Angiogenesis and Cancer

Tumours and Blood Supply

• Tumours require a blood supply to grow and survive.
• They typically achieve this by growing new blood vessels.

Normal Blood Vessel Development

• Microvasculature: Small blood vessels, where most interactions with tumours occur.
  • Orderly structure: Composed of endothelial cells surrounded by a basement membrane, with pericytes and smooth muscle cells present.
• Hemangioblasts: Pluripotent mesenchymal cells that differentiate into angioblasts (endothelial progenitor cells).
  • Angioblasts aggregate to form blood vessels during a process called vasculogenesis.
• Differentiation: Endothelial progenitors develop into mature endothelial cells, forming primitive vascular tubes.

Angiogenic Gradient and Hypoxia

• The angiogenic gradient is created by vascular growth factor signaling molecules from embryonic tissues under hypoxia (low oxygen levels).
• This gradient attracts precursor cells to encourage new blood vessel formation in needed areas.
• Pericyte Role: They migrate to new blood vessels; vascular pruning shapes the vessel network into an organized structure (arborization).

Angiogenesis vs. Vasculogenesis

• Angiogenesis: Sprouting of new vessels from existing ones (most common in tumours).
• Vasculogenesis: Formation of blood vessels from scratch (de novo).
• Angiogenic switch: Process that stimulates angiogenesis by increasing VEGF levels.

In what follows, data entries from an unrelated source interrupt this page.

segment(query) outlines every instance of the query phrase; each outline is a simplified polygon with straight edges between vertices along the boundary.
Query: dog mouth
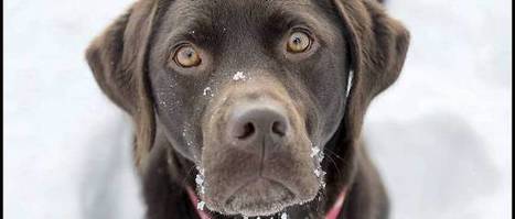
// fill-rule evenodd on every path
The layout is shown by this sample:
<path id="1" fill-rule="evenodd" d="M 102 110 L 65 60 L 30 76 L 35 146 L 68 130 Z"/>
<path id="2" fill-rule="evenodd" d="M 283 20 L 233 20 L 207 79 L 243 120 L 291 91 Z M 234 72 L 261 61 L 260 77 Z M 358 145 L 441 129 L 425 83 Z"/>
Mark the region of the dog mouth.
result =
<path id="1" fill-rule="evenodd" d="M 296 205 L 294 193 L 269 178 L 254 178 L 237 188 L 225 201 L 229 213 L 240 213 L 247 217 L 270 216 Z"/>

Key Steps in Normal Angiogenesis

1. VEGF Signaling: Initiates angiogenesis by stimulating endothelial cells, causing them to dissolve the basement membrane.
2. Pericyte Dropout: Localized dissociation of pericytes promotes new vessel formation.
3. Tip and Stalk Cells Formation:
   • VEGF influences differentiation of a leading tip cell.
   • Surrounding stalk cells proliferate under the tip cell's guidance, forming new blood vessels.
4. Vessel Fusion and Maturation: New vessel sprouts fuse, mature, and establish a vascular loop, completing the angiogenic process once blood flow resolves local hypoxia.

Hypoxia and Cellular Response

• HIF1⍺ Protein: A cellular sensor for hypoxia that drives VEGF expression.
  • In hypoxic conditions, it remains active due to lack of hydroxylation and subsequent degradation.

Tumour Angiogenesis and Characteristics

• Tumour cells produce VEGF and other factors leading to uncontrolled angiogenesis.
• Tumour vasculature is often disordered with:
  • Rough endothelial surfaces
  • Endothelial hypertrophy
  • Hyperpermeability
  • Disorderly branching patterns

Mechanisms of Tumour Vascularization

• Angiogenesis: Main method for tumour blood supply.
• Co-option: Tumours grow along existing blood vessels.
• Vascular Mimicry: Tumours form vessel-like structures using ECM and tumour cells, rather than typical blood vessels.

Potential Angiogenesis Inhibition Strategies

• Targeting various pathways involved in angiogenesis can be a therapeutic approach:
  • Disrupting tumour blood vessels.
  • Inhibiting VEGF signaling and HIF1⍺ activity.
  • Utilizing vascular disrupting agents in clinical practice.

Summary

• Importance of understanding normal vascular development and tumour angiogenesis.
• Hypoxia is a key trigger for angiogenesis in tumours, altering the typical controlled process seen in normal development.